NEW DELHI (Reuters) - "Alarmed by reports of a rapid fall in tiger numbers, Indian Prime Minister Manmohan Singh has ordered a police investigation and created a new taskforce to save the endangered species.
Environment and Forests Department spokesman Amit Singhal said a clearer picture of the decline in the tiger population across India would come in April when an expert panel finishes its own investigation. "Only then can we say conclusively whether the number of tigers has gone up or down," he said on Friday. "The problem is there in some reserves, but in certain reserves sightings have really gone up."
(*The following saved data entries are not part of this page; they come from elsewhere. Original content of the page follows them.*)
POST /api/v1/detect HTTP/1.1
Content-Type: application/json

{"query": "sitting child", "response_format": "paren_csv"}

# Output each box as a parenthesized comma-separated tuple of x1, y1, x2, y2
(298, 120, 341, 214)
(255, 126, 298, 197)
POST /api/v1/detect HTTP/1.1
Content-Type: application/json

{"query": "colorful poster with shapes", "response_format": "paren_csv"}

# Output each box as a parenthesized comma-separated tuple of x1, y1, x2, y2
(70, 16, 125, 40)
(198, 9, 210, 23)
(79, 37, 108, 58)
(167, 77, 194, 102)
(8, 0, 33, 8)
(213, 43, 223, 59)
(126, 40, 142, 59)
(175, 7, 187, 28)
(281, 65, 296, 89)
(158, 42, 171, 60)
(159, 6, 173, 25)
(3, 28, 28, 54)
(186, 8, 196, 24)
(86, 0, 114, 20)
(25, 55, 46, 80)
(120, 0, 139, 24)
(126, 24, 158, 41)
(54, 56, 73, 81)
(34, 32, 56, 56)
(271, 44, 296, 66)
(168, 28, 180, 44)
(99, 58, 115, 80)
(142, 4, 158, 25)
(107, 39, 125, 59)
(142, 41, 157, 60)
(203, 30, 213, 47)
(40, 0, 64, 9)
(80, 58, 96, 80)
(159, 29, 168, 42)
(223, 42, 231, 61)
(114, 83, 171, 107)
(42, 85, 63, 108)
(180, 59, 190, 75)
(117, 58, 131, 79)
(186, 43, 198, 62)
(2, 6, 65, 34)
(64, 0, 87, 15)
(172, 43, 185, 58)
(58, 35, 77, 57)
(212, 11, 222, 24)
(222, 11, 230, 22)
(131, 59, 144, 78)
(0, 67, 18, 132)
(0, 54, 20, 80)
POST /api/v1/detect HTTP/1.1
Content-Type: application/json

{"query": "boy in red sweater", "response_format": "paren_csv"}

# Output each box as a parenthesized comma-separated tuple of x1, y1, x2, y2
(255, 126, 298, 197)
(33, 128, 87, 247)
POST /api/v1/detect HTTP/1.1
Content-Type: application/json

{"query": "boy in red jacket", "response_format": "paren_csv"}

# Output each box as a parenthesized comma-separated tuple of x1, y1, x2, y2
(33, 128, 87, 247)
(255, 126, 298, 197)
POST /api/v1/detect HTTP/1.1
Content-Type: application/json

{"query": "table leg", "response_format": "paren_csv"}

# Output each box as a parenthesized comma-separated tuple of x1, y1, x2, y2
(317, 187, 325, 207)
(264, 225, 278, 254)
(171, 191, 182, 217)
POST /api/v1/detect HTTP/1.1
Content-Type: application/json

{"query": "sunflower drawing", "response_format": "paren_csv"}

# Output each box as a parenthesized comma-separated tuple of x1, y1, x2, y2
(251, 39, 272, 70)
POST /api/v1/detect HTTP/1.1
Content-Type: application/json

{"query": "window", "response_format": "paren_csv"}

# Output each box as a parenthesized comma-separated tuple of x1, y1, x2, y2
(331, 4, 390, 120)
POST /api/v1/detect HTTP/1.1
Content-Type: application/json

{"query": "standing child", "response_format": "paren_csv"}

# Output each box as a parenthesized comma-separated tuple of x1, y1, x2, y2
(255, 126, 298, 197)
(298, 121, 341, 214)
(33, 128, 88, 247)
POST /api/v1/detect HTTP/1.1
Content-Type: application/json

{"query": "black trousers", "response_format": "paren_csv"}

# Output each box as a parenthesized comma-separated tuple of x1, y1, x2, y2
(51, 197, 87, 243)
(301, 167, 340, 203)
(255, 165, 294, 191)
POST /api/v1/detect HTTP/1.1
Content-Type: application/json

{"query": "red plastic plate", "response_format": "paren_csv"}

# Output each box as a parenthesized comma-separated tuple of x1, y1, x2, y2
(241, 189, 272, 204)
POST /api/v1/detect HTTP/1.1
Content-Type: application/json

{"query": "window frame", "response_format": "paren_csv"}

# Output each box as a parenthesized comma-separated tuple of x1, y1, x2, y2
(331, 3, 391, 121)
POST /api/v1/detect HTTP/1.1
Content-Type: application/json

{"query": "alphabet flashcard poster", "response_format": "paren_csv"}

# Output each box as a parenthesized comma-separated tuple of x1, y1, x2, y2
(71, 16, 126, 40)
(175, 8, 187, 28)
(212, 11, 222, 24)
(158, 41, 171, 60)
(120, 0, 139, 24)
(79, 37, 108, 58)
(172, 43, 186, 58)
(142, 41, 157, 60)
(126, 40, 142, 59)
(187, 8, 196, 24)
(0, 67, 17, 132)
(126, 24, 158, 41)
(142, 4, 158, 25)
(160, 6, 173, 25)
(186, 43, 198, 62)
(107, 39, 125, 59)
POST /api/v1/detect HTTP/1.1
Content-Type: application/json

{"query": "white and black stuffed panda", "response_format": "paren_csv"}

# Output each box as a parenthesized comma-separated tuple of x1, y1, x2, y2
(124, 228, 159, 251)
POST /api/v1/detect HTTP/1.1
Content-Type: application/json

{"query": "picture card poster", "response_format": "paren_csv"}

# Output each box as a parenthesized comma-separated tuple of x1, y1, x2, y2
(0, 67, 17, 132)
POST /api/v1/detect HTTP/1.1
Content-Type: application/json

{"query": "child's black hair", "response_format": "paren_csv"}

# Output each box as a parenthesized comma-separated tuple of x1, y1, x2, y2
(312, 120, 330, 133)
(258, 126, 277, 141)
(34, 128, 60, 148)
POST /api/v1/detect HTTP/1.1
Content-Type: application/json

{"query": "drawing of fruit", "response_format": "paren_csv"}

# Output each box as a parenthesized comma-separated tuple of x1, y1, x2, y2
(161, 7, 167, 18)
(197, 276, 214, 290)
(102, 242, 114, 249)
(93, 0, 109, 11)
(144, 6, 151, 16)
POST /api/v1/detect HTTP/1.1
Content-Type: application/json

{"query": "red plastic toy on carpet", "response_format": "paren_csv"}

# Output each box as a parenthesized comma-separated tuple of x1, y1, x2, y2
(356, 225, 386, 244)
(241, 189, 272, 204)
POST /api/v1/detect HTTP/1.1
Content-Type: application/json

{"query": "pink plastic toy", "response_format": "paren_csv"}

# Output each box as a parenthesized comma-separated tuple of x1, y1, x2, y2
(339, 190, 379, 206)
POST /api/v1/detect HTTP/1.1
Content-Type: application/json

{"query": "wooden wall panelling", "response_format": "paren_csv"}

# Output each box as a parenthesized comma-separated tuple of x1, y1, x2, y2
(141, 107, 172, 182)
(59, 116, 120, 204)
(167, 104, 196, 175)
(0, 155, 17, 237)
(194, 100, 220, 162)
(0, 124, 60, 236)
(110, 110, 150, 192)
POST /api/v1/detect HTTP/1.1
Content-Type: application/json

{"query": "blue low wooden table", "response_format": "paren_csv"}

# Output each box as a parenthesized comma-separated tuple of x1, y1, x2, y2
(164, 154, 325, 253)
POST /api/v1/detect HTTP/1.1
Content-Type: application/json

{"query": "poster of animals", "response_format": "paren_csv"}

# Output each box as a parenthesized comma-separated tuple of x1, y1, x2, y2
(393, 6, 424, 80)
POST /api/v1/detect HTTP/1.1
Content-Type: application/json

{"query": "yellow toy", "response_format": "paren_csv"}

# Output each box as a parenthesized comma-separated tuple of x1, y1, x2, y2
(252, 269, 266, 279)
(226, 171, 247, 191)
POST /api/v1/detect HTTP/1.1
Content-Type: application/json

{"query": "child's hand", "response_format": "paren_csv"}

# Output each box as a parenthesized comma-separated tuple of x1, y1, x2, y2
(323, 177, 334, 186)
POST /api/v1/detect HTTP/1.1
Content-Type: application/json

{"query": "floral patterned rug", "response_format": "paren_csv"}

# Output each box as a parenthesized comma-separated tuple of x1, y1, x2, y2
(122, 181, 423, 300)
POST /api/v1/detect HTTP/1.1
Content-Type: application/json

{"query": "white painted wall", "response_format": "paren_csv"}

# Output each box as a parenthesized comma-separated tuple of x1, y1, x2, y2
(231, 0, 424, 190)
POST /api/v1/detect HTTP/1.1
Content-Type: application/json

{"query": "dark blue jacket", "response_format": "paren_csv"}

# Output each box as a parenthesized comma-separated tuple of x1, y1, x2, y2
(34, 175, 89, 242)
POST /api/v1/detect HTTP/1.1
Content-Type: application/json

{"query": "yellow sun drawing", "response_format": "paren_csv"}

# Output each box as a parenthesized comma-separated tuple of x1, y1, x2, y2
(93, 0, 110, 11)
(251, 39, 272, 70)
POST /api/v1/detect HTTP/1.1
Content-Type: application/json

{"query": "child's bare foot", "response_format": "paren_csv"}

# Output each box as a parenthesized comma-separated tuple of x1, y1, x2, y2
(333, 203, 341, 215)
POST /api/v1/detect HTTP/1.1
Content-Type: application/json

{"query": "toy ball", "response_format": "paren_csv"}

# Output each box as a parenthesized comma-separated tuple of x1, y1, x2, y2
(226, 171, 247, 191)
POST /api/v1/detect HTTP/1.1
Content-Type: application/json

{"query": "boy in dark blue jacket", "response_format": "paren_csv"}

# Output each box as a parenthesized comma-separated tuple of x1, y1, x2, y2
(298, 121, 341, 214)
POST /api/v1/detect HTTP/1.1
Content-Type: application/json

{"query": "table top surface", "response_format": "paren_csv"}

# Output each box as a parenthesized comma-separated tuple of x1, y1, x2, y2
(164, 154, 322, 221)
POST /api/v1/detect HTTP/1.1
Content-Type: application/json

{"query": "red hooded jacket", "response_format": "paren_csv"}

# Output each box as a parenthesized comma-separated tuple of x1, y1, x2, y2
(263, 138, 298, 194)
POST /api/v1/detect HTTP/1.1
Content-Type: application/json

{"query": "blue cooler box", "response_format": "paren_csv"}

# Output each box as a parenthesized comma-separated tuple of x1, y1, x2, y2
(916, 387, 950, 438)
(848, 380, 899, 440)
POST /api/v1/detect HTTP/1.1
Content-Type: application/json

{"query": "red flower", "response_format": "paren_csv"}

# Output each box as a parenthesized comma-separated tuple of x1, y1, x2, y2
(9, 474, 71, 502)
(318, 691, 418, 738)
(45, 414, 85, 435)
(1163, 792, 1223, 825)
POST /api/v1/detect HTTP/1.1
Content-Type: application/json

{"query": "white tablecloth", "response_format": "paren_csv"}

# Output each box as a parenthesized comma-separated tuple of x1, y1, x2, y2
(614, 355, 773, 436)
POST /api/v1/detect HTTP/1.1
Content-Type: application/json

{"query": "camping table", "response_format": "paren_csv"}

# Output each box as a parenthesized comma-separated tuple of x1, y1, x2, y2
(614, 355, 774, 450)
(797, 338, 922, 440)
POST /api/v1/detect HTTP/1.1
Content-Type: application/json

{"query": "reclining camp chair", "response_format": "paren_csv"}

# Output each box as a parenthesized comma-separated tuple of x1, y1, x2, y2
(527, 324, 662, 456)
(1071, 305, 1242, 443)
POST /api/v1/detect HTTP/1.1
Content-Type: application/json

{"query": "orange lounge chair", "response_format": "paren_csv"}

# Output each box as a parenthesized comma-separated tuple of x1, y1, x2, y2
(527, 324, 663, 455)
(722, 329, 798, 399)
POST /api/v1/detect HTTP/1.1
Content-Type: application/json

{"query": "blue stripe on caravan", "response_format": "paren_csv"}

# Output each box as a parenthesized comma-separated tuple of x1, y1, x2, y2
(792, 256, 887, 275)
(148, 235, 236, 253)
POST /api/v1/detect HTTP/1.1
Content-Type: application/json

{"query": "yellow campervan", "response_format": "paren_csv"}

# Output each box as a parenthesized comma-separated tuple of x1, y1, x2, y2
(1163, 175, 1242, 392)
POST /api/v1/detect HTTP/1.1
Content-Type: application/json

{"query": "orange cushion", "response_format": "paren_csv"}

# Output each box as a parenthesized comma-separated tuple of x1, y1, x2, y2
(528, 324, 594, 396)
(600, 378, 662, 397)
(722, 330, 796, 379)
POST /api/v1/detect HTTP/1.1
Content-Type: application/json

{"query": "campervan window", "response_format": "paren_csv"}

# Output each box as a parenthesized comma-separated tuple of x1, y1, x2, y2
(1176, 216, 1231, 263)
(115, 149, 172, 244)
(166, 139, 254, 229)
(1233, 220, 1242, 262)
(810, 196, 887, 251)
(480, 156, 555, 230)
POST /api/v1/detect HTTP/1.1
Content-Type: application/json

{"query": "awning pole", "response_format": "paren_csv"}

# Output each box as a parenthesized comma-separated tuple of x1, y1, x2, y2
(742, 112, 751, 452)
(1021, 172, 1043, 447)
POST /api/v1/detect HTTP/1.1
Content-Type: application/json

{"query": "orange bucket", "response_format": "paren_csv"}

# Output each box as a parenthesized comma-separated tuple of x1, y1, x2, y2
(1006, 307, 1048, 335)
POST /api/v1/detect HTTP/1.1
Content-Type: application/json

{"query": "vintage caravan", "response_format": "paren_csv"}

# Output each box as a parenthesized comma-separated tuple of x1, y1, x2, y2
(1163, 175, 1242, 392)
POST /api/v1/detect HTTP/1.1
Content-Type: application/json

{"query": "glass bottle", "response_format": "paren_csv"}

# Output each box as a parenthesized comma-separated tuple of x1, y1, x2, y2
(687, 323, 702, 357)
Indian media and wildlife activists have reported a dramatic drop in the number of tigers and an increase in poaching. On Thursday, Singh chaired a meeting of the national wildlife board -- it's first in 17 months -- and ordered a new taskforce of forest officials, wildlife experts and community leaders to report on the status of Project Tiger and the tiger population. He also banned giving tigers to foreign dignitaries and established a powerful wildlife crime prevention bureau. Officials say tigers may have been wiped out entirely in the Sariska sanctuary in the desert state of Rajasthan -- where the Project Tiger conservation program began in 1973 and where there were as many as 16-18 big cats a year ago.
Activists fear the story may be the same in sanctuaries across India, which has almost half the world's surviving tigers. "It's probably the biggest conservation scandal in modern times," Belinda Wright, executive director of the Wildlife Protection Society of India, said. "There are some parks with none or so few tigers it's not a viable population. Sariska has been an incredible wakeup call."